Human beings can only handle fewer connections. Therefore, when the number of team members grows, relationships degrade quickly
Socialism works! So wrote management guru Tom Peters, in Forbes ASAP, in the 1990s. You scoff? Okay, you’re half right. Socialism works, but only in very small numbers. It doesn’t scale.
The same is true of teams in business. Think of any typical ones: Research, a product invention, a marketing launch or a sales campaign. A team of people happily committed to the project and to one another will outperform a brilliant individual nearly every time. But the team must be small—really small—or it will get in its own way.
This isn’t a new idea.

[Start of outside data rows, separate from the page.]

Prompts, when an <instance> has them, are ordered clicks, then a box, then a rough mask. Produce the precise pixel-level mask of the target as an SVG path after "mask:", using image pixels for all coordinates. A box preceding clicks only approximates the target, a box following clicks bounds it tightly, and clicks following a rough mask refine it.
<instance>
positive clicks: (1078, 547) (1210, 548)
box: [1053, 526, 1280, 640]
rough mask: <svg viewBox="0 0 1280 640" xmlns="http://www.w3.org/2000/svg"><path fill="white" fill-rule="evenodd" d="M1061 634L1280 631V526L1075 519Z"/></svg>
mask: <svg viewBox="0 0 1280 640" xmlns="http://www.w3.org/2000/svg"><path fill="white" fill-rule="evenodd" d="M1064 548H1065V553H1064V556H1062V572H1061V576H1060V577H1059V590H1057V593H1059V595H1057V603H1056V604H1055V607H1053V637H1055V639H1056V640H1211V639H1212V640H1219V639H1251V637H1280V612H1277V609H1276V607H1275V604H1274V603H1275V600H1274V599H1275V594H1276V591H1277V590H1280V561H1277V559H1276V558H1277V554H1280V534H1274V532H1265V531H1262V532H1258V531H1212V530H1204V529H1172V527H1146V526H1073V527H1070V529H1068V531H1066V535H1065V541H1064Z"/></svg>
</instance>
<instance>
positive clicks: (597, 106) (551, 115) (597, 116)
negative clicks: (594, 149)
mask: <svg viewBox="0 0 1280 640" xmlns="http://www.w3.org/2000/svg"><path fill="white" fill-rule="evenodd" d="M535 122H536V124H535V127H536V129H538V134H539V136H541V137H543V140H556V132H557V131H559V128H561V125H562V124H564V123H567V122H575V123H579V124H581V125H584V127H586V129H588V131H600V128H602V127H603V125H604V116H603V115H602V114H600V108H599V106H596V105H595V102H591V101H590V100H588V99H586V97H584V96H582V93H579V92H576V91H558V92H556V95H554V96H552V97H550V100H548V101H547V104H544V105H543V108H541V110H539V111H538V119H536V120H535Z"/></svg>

In Roman times, a squad was made up of soldiers who could effectively hear their commander’s orders during the clash of battle. The squad’s size—eight—was defined by the number of soldiers who could share a standard tent. Two thousand years later, Amazon’s founder and CEO, Jeff Bezos, speaks of the “two-pizza rule” as the guidepost for team size. “If it takes more than two pizzas to feed the team, the team is too big,” Bezos likes to say.
Is it a coincidence that Roman legion squads and Amazon’s strike teams are of similar size? No. The very nature of the human brain—in particular, short-term memory—revolves around what psychologist George Miller famously called “the magical number seven, plus or minus two”. That is, human short-term memory is capable of capturing and briefly holding between five and nine items of information. Think of zip codes. The brain has a limited repertoire of tricks to enhance that power. (One of them is “chunking” small clusters of data, such as the way we see telephone numbers as a three-digit area code, a three-digit local prefix and a four-digit direct number at the end.)
This means the optimal size of small teams is the same as the effective range of short-term memory in our brains. Our minds seem to work best in that zone of seven, plus or minus two. Below that, the team often devolves into pairs or trios; above that, team communication begins to break down. But why, exactly, does it break down beyond the two-pizza-size team?
Hard math of impossible connectivity
The answer lies in the mathematics of networks. To understand the mag- nitude of this effect, let’s look at the smallest number of connections in a team and progress forward, showing the total number of connections:
2 members = 1 connection
3 members = 3 connections
4 members = 6 connections
5 members = 10 connections
6 members = 15 connections
16 members = 256 connections
32 members = 1,024 connections.
Notice that after the low-digit numbers, the equation settles down into N2, with N representing the number of team members. The complexity of the network grows far faster than the number of team members does. At 1,500 team members—the typical size of a $500 million (revenue) company or division—the number of interconnections reaches 2.25 million. And that creates an obvious problem. Human beings can only handle, much less maintain, much smaller numbers of connections. That’s why, as the number of team members grows, relationships degrade quickly.
Most of us are good at staying in contact with five or six other people on a constant basis. But doing so becomes a whole lot tougher with a dozen or more. At 50? Fat chance. Not even those rare individuals who have photographic memories for faces and names are able to stay in touch with a team that size in the same way they can with one made up of only a half-dozen others. Despite the tools of social networks, texting and videoconfer- encing, we still don’t have the time or the bandwidth to continually maintain hundreds or thousands of close, personal connections.
That’s why bigger teams almost never correlate with a greater chance of success. That’s why socialism fails beyond a dozen or so people. It has nothing do to with ideology and everything to do with the hard math of impossible connectivity.